Visas for life exhibition Budapest | source:

Visas for life Holocaust exhibition

Hope and pride from one of the darkest periods of Hungarian history may also yield a permanent, positive mark in a new form of tourism. “Resistance Heritage Tourism,“ –drawing largely on the Diplomatic Community of WWII Budapest is providing needed models for humanism and personal courage.

Few venues in Budapest portray the contrast of loss and life saved, as ‘Visas for Life’, exhibited at the Budapest Holocaust Museum (HDKE) through November 23rd. It is planned for this traveling exhibit to visit schools afterward.

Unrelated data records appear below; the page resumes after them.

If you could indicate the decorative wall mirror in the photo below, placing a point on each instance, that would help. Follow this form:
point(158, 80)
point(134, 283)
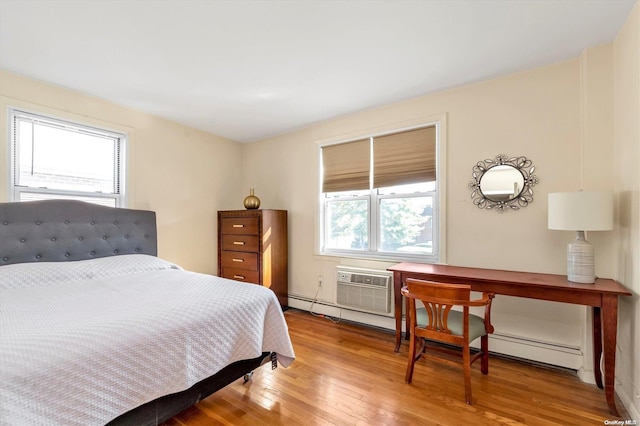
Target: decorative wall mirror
point(503, 183)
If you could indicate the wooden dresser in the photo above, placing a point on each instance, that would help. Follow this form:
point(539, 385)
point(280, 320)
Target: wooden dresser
point(253, 247)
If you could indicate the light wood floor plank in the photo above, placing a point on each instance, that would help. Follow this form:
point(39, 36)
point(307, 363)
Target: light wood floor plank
point(347, 374)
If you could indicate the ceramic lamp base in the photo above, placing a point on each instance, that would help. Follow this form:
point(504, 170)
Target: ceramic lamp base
point(580, 261)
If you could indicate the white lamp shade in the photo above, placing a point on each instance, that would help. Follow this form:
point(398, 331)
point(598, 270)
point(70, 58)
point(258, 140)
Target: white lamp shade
point(581, 211)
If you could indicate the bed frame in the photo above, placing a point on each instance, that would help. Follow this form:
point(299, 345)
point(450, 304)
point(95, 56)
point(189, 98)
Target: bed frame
point(66, 230)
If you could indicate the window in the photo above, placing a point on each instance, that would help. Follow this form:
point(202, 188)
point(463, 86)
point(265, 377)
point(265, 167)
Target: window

The exhibit was created by Eric Saul, an internationally renowned historian and curator, who, in 1993, documented the rescues undertaken by Chiuna Sugihara, the “Japanese Schindler” who saved thousands in the Ukraine. Expelled for misconduct, Sugihara is famous for tossing life-saving passports to throngs even as his train was departing. The exhibit expanded to honor diplomats far flung world-wide, from Mexico to China.

Life-saving rescues

It is not hard to understand that destroying enemy is a form of resistance. But to rescue the victim is yet another. This characterized Budapest 1944-45. Life-saving rescues in unparalleled numbers succeeded (by some estimates for well over a hundred thousand Budapest Jewry) when outcry against Fascism transformed to action. Embracing the 1956 Revolution as resistance, as was the 1849 Freedom Fight, the Rescue during WWII remains a mark of Hungarian character and humanity that is yet to be known.

A new area of truth in history is unfolding, and casts a brighter light over the city. A desire for a new national reputation may rest with this new branch of tourism as a Resistance Heritage more important and rivaling Warsaw.

Not only Wallenberg

At Hotel Boscolo, Italian staff and guests are eager to hear about Georgio Perlasca, at the Spanish Culture Center of Angel Sanz-Briz, and the Swedes of how Wallenberg emulated the earlier work of Swiss Vice-Counsel, Carl Lutz.

Is this a false modification of history – that even so, countless Hungarians perished largely at Hungarian hands? Historians, such as Szabolcs Szita, now acting director, point to the relative ease at documenting loss. “But it is important that bravery be also documented objectively,” he said at the opening August 4th.

Wailing Wall

The permanent exhibit does not allow for minimalizing loss. The entire outer façade of the museum is a portrayal of the Wailing Wall, the inner display leads by neon lighting across time up to the tragedy of 1944. A commemorative study of Holocaust Museums by Eichstart Catholic University analyzing the nature of personal artifacts, their location, the manner of presentation of Nazi aggression, is telling.

Compared to Nurernberg or Berlin, the strongest reaction was at the HDKE at Páva Street. On emerging from the Budapest exhibit into the beautifully restored Páva Synagogue – complete, gilded, and renewed – but empty: a striking contrast hit their students. Reflected by the exhibit, itself and the beauty of what met them outside, captured a magnitude of loss and a history hardly known.

There is need for hope, for preserving pride, in saving and adding to life, even in an epoch of darkness. Visas for Life addresses such need, and sheds new light on Diplomats in Budapest who empowered Jews to save Jews.